NEW YORK — Americans who are looking to tap into their inner humanitarian think that bias should have no place when giving others a helping hand. The survey of 2,005 adults reveals how conscious and unconscious biases may affect their behavior in all aspects of life, from the media they consume to the charities they support.
With that in mind, more than half (54%) note that they wish they had more exposure to information that could help them overcome biases.
For example, eight in 10 people confess they’ve reacted to an online article solely based on its headline. However, most respondents (89%) disagreed with their initial reaction after reading the entire story. Others admit their unconscious bias sets in when trying something different outside their comfort zone (62%) or walking into a store after judging its window display (60%).
Conscious versus unconscious bias
Conducted by OnePoll in partnership with Zakat Foundation of America, a U.S.-based humanitarian organization, the study also looked at how people view themselves compared to their peers. Nearly six in 10 of all respondents (57%) say they’re used to being the only person from their racial or ethnic background in a given room.
Eighty-nine percent of Asians or Pacific Islanders (117 respondents) echoed that sentiment the most, followed by 65 percent of Black or African Americans (396 respondents) and half of White respondents.

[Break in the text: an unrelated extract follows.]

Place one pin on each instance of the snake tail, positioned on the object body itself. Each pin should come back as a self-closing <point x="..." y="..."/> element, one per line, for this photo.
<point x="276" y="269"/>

When asked if they’re familiar with other types of biases, most say they’re aware of gender bias (58%) and racism (51%). However, 40 percent admit they lack knowledge about religious prejudice. When selecting which charities to support, the Zakat Foundation of America points out that people can also act biased without realizing it, even when helping children in need.
“In our orphan sponsorship program, we noticed girls getting sponsored faster than boys, younger children faster than teenagers, and lighter-skinned children faster than darker-skinned children,” says Amna Mirza, Zakat Foundation’s chief marketing officer, in a statement.
How do people become more open-minded?
Interestingly, Black respondents are most likely to attribute their open-mindedness to having worked in different industries (61%), while White and Asian or Pacific Islanders believe it’s their experiences meeting new people (59%). Despite that, only one in four people think their core group of friends represents various races, ethnicities, and cultural backgrounds.
White respondents are almost twice as likely as Black respondents (21% vs. 13%) to report having “completely homogenous” friend groups. Meanwhile, a third of those surveyed admit that their workplace is “completely homogeneous,” making it the area least likely to exhibit diversity in most respondents’ lives.
The data further suggests that people consider several factors before supporting a charity. Nearly half of respondents (48%) say understanding an organization’s mission and having a closeness to where they live (40%) would most likely motivate them to donate to their cause.